SDPO: Segment-Level Direct Preference Optimization for Social Agents

Paper · arXiv 2501.01821 · Published January 3, 2025

Social agents powered by large language models (LLMs) can simulate human social behaviors but fall short in handling complex goal-oriented social dialogues. Direct Preference Optimization (DPO) has proven effective in aligning LLM behavior with human preferences across a variety of agent tasks. Existing DPO-based approaches for multi-turn interactions are divided into turn-level and sessionlevel methods. The turn-level method is overly fine-grained, focusing exclusively on individual turns, while session-level methods are too coarse-grained, often introducing training noise. To address these limitations, we propose Segment-Level Direct Preference Optimization (SDPO), which focuses on specific key segments within interactions to optimize multiturn agent behavior while minimizing training noise.
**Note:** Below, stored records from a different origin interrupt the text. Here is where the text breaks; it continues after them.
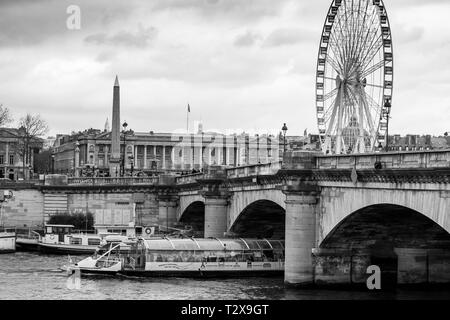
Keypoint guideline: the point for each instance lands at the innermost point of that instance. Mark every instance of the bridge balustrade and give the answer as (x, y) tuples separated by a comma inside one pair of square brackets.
[(252, 170), (114, 181), (391, 160)]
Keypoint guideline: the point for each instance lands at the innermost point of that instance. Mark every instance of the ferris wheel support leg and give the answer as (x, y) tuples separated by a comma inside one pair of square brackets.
[(301, 207)]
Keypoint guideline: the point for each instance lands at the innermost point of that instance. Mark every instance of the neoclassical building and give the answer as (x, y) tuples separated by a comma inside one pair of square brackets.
[(12, 164), (119, 152), (157, 152)]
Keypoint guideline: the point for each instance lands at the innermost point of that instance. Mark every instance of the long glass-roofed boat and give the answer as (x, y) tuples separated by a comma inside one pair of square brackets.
[(187, 257)]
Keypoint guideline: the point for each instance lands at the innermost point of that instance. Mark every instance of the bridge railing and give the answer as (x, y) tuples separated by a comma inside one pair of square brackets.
[(188, 179), (390, 160), (254, 170), (113, 181)]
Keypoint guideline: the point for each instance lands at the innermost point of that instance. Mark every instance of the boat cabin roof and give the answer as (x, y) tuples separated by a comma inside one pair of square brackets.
[(213, 244), (60, 225)]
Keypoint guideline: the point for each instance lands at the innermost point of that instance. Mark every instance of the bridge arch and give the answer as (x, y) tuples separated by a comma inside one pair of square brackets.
[(336, 204), (194, 215), (387, 224), (260, 219)]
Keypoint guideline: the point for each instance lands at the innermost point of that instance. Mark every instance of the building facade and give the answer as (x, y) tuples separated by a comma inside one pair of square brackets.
[(152, 153), (13, 164)]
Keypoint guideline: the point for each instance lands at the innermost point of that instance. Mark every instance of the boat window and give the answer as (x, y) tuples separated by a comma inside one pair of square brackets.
[(268, 254), (276, 244), (93, 242), (253, 244), (75, 240), (264, 244)]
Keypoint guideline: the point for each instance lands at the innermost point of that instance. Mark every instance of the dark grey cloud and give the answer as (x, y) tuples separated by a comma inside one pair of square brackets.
[(231, 9), (288, 36), (407, 35), (140, 38), (247, 39), (28, 22)]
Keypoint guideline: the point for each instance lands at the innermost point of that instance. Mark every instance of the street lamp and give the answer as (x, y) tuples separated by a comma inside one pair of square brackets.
[(132, 164), (387, 112), (53, 164), (284, 129), (124, 125)]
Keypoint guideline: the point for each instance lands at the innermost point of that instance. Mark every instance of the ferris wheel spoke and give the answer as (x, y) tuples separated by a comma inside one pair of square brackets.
[(334, 64), (366, 34), (372, 69), (330, 94), (373, 50), (353, 86), (335, 108), (370, 102), (374, 85)]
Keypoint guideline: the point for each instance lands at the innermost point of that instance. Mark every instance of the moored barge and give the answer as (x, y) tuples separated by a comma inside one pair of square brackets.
[(187, 257)]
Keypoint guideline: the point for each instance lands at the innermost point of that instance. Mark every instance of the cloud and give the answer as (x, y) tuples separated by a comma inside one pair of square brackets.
[(287, 36), (141, 38), (247, 39)]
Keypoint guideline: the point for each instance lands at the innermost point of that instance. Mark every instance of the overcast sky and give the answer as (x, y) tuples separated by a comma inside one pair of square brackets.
[(240, 64)]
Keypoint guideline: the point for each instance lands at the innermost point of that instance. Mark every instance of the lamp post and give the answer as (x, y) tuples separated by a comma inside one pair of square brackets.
[(132, 164), (387, 112), (124, 125), (284, 129), (53, 164)]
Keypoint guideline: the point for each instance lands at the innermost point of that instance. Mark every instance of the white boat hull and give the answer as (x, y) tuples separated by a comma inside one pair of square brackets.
[(7, 242)]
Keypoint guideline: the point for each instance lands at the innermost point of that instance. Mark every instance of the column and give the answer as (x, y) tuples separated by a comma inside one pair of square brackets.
[(300, 236), (172, 158), (219, 155), (164, 158), (145, 158), (209, 156), (215, 217), (167, 210), (77, 161), (154, 156)]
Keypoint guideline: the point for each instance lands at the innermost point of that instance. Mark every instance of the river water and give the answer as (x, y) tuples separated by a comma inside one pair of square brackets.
[(32, 276)]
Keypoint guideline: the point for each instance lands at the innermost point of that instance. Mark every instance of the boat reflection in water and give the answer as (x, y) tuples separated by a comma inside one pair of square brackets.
[(189, 257)]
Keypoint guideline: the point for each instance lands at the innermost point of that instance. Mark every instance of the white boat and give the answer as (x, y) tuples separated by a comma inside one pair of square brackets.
[(7, 240), (189, 257), (60, 239)]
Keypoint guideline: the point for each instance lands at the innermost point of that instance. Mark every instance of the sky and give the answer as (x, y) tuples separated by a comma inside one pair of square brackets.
[(241, 65)]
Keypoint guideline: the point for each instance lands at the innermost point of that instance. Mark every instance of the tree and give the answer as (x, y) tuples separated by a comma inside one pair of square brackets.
[(43, 162), (31, 128), (80, 221), (5, 116)]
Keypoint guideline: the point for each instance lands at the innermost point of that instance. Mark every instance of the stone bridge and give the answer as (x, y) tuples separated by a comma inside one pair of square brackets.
[(337, 214), (341, 208)]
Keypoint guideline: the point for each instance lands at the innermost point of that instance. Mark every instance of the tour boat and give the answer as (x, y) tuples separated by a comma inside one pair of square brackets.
[(189, 257), (62, 239), (7, 240)]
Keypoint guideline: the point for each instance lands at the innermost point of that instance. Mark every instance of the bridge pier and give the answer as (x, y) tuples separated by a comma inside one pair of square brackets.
[(215, 217), (301, 202), (167, 210)]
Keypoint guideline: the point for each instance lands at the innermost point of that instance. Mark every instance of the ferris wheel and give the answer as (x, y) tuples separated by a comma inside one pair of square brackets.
[(355, 75)]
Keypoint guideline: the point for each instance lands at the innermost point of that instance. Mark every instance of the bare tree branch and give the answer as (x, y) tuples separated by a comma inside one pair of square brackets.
[(5, 116)]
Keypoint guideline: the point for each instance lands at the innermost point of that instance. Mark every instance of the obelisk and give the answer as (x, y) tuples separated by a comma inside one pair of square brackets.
[(114, 161)]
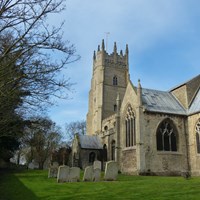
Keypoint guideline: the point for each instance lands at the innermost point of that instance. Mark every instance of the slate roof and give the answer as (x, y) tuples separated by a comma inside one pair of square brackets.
[(195, 106), (162, 102), (90, 142)]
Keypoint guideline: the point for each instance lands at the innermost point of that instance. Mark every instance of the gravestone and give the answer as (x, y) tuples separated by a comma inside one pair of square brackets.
[(53, 171), (96, 174), (63, 174), (88, 173), (97, 164), (111, 171), (74, 174), (55, 164)]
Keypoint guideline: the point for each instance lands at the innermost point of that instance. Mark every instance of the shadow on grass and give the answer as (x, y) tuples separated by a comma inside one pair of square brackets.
[(11, 188)]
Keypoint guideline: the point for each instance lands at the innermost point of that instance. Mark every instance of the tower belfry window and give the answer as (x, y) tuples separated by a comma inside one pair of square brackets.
[(115, 80), (197, 129), (130, 128)]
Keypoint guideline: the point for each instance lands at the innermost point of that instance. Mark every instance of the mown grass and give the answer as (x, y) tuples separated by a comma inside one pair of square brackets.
[(34, 185)]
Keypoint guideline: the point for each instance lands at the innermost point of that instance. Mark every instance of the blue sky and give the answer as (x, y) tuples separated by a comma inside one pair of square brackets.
[(163, 38)]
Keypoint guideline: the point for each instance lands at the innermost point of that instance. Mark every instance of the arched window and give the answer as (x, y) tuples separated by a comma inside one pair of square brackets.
[(104, 152), (115, 107), (92, 157), (113, 150), (130, 128), (197, 129), (166, 136), (115, 80)]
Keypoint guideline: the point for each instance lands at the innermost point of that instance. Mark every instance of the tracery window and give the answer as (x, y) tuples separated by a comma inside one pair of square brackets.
[(166, 136), (115, 107), (130, 128), (113, 150), (197, 129), (104, 152), (115, 80), (92, 156)]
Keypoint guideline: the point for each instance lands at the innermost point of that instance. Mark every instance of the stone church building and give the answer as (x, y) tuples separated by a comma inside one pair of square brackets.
[(146, 131)]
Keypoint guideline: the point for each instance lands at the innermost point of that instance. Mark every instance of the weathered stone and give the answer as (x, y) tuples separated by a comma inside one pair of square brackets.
[(111, 171), (63, 174), (55, 164), (97, 164), (96, 175), (88, 173), (74, 174), (53, 171)]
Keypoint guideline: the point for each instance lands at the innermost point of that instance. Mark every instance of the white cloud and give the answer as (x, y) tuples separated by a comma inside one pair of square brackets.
[(149, 26)]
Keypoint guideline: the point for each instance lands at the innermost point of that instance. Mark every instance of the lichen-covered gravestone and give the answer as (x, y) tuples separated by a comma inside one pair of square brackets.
[(88, 173), (53, 170), (96, 174), (111, 171), (97, 164), (63, 174), (74, 174)]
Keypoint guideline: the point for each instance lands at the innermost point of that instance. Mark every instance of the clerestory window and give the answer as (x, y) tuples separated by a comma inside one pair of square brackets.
[(197, 129), (166, 136), (115, 80)]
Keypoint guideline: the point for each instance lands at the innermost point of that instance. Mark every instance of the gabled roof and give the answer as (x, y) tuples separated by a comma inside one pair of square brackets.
[(162, 102), (90, 142), (195, 106)]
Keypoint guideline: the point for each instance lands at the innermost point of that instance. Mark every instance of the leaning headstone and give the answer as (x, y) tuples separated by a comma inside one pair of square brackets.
[(53, 171), (55, 164), (88, 173), (31, 166), (96, 174), (63, 174), (74, 174), (111, 171), (97, 164)]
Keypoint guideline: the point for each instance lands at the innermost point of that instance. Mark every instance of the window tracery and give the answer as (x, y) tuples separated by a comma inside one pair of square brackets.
[(115, 80), (166, 136), (197, 129), (130, 128)]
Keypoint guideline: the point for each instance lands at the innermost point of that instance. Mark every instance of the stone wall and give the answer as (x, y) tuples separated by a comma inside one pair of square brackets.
[(164, 162), (194, 157), (129, 161)]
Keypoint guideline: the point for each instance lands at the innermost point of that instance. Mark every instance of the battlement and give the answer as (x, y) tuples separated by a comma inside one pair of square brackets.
[(102, 58)]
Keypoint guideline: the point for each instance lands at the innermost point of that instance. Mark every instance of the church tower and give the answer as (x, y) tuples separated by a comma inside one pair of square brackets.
[(109, 80)]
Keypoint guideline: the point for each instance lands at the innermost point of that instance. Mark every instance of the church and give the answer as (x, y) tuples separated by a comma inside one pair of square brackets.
[(146, 131)]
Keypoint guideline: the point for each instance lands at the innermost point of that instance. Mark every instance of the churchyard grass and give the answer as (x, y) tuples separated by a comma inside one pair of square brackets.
[(34, 185)]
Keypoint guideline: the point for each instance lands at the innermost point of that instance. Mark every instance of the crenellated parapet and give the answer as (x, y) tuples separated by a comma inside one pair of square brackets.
[(115, 59)]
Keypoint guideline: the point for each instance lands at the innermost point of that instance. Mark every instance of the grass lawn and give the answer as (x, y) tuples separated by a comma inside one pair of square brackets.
[(34, 184)]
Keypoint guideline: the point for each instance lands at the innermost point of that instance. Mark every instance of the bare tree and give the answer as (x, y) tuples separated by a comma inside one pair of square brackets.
[(42, 136), (73, 128), (32, 55), (32, 42)]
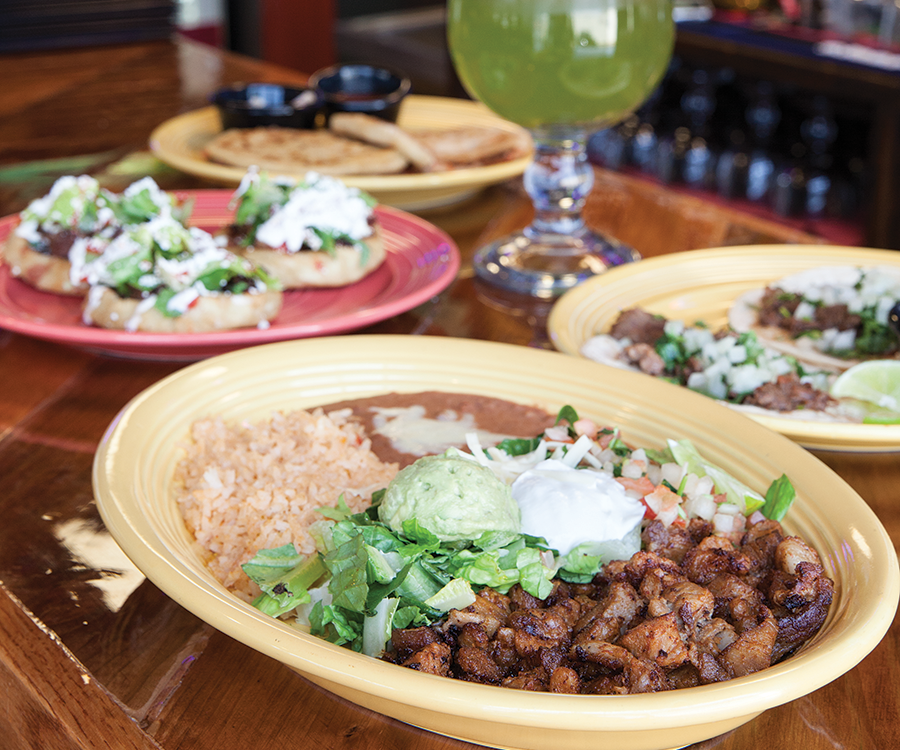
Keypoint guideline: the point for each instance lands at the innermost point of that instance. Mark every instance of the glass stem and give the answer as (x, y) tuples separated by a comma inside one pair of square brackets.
[(558, 180)]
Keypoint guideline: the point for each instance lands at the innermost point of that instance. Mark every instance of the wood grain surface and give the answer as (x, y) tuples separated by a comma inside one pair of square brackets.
[(90, 658)]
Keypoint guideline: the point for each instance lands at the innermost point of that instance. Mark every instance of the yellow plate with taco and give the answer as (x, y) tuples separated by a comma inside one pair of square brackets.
[(705, 287)]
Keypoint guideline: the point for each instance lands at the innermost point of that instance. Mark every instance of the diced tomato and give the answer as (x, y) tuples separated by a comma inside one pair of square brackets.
[(586, 427), (643, 485)]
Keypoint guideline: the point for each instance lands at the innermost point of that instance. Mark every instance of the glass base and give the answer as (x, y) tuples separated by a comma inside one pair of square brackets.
[(546, 265)]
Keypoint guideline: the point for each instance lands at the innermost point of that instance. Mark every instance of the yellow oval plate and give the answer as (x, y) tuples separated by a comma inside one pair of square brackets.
[(134, 465), (701, 285), (180, 141)]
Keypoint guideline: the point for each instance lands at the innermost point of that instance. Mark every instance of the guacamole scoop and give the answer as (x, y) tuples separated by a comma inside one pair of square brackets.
[(454, 497)]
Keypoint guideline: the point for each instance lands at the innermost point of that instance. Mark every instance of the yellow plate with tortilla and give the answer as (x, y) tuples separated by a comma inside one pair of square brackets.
[(179, 142), (701, 285)]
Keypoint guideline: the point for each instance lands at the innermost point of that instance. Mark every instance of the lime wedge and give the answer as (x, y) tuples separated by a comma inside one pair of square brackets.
[(876, 382)]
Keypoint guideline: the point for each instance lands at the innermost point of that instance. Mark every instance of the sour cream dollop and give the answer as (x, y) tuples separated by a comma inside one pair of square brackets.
[(569, 507)]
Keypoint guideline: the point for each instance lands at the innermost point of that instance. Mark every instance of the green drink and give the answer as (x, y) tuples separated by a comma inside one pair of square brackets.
[(575, 62), (559, 68)]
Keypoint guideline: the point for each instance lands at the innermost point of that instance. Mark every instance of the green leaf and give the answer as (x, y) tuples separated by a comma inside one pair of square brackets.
[(518, 446), (779, 497), (347, 564), (284, 577), (567, 414)]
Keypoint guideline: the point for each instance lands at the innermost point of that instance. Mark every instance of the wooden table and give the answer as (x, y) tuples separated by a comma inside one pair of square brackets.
[(90, 658)]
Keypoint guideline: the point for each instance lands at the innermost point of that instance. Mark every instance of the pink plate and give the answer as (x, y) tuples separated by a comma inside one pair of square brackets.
[(421, 262)]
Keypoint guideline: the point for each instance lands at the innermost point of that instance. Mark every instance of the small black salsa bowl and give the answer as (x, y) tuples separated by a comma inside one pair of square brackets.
[(361, 88), (258, 104)]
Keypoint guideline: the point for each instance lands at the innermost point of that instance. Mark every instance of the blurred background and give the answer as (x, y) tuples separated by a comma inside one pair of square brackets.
[(788, 109)]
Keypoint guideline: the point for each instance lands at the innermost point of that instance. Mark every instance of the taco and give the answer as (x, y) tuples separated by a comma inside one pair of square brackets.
[(61, 233), (316, 233), (831, 317), (161, 277), (734, 368)]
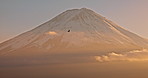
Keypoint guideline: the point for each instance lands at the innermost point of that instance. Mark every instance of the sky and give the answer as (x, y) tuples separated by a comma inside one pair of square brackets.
[(18, 16)]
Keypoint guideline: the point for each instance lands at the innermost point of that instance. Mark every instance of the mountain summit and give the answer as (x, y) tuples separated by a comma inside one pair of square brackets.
[(76, 30)]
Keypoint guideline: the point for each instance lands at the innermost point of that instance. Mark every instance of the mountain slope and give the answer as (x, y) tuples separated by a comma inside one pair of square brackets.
[(76, 30)]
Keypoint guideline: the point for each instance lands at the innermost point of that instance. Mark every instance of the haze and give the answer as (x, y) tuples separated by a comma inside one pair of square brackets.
[(17, 16)]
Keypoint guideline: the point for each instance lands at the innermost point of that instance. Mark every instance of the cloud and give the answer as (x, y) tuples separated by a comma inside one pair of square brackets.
[(135, 55), (51, 33)]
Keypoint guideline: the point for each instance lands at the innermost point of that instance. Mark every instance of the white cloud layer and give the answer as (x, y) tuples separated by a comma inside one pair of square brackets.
[(135, 55)]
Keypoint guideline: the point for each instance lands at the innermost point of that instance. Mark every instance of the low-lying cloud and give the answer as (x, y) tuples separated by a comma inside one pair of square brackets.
[(135, 55)]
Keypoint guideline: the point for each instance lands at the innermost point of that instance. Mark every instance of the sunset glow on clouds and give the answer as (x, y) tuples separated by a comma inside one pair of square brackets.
[(135, 55), (51, 33)]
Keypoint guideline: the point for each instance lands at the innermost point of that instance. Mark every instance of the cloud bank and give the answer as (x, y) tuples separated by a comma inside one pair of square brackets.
[(135, 55)]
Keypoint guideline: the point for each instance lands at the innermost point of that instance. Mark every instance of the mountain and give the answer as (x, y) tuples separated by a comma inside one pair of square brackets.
[(73, 31)]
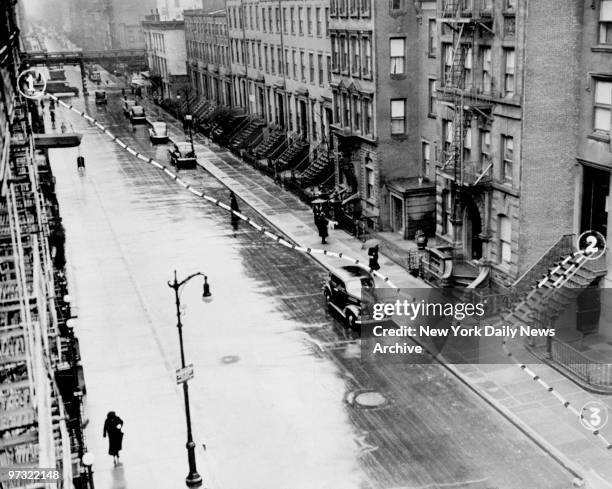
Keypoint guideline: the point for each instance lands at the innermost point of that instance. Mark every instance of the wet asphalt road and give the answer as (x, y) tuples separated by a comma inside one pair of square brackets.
[(274, 372)]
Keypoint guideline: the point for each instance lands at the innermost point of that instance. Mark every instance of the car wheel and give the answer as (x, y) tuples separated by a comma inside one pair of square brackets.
[(327, 297), (350, 320)]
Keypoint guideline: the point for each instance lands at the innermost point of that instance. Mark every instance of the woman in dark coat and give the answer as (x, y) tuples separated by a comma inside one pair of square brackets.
[(112, 427), (234, 206), (321, 223), (373, 254)]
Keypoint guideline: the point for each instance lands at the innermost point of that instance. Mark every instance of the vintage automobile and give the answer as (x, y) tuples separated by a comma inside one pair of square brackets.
[(158, 132), (127, 106), (182, 155), (137, 115), (61, 88), (101, 98), (342, 292)]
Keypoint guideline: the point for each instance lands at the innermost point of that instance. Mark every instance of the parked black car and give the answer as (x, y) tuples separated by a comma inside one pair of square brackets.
[(342, 292), (101, 98), (182, 155)]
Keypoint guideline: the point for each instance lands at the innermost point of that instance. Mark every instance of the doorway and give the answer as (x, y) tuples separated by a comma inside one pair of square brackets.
[(397, 214), (472, 228), (303, 120), (595, 192), (262, 102), (280, 109)]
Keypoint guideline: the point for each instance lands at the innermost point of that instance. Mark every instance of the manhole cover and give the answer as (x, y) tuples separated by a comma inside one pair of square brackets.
[(366, 399), (230, 359)]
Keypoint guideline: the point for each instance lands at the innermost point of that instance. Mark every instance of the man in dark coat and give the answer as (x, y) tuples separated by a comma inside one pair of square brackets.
[(321, 223), (373, 254), (112, 427), (235, 220)]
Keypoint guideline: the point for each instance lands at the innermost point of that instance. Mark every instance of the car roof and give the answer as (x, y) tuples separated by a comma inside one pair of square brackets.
[(349, 272)]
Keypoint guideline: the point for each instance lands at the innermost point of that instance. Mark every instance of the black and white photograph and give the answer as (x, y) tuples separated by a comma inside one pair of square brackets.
[(305, 244)]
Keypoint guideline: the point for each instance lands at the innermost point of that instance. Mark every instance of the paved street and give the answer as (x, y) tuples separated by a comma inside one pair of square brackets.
[(276, 378)]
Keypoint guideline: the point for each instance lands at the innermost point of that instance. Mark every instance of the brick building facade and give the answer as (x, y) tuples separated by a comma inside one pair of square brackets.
[(166, 53), (280, 57), (376, 81), (208, 54)]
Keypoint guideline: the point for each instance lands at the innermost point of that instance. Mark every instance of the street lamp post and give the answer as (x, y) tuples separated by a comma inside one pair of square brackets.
[(193, 479), (188, 117)]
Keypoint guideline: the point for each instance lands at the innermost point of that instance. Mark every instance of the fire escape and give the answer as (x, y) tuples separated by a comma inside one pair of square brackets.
[(466, 101)]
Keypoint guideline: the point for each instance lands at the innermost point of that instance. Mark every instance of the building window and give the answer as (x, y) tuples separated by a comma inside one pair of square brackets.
[(277, 19), (311, 67), (603, 105), (605, 22), (507, 158), (320, 66), (467, 146), (285, 22), (509, 72), (266, 59), (448, 52), (485, 149), (367, 122), (335, 52), (505, 240), (366, 7), (395, 5), (342, 7), (447, 138), (292, 15), (431, 97), (356, 114), (356, 56), (346, 105), (344, 64), (303, 66), (397, 48), (426, 157), (485, 56), (367, 57), (398, 116), (446, 212), (369, 179), (301, 20)]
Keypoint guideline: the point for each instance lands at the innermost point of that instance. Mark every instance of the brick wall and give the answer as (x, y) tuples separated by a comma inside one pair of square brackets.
[(550, 124)]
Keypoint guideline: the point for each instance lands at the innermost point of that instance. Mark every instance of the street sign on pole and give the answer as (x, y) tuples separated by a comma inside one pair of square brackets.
[(184, 374)]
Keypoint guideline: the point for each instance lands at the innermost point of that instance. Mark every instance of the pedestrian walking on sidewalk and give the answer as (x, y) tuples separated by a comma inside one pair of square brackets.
[(234, 206), (321, 223), (373, 254), (80, 164), (113, 428)]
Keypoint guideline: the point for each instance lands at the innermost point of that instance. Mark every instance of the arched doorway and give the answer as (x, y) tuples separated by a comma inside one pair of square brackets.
[(472, 228)]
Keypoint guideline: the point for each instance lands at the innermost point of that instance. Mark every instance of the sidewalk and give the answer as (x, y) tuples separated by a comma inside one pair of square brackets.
[(535, 410)]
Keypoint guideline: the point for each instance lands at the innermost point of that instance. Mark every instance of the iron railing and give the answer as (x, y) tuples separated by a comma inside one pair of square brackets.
[(596, 374)]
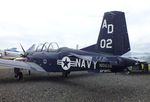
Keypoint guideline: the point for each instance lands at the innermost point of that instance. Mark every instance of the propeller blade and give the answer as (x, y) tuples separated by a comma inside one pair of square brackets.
[(22, 49)]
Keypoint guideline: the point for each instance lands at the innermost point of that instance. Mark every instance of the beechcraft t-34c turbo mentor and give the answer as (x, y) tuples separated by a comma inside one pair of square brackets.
[(112, 42)]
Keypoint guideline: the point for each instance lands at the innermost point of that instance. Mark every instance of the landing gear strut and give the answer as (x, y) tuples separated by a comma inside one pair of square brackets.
[(65, 73), (18, 74)]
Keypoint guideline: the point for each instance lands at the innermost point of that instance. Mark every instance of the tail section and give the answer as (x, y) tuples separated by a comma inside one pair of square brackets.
[(113, 36)]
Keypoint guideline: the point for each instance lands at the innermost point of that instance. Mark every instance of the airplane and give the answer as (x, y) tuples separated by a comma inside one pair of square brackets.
[(112, 42), (11, 53)]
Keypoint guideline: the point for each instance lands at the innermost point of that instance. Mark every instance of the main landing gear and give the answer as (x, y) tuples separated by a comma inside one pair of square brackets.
[(18, 74), (65, 73)]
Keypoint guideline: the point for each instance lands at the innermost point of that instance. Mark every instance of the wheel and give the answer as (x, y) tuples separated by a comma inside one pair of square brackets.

By incorporating identity-specific information, LLM-based agents can simulate human social behaviors, demonstrating basic social intelligence in tasks such as role-playing casual conversations (Wang et al., 2024a; Lu et al., 2024) and navigate simulated social environments (Park et al., 2023). However, recent studies (Zhou et al., 2024) have shown that, in more complex, goal-oriented social scenarios, such as negotiation, competition, and cooperation, LLMs still struggle to exhibit the nuanced decision-making abilities that are characteristic of human social interactions.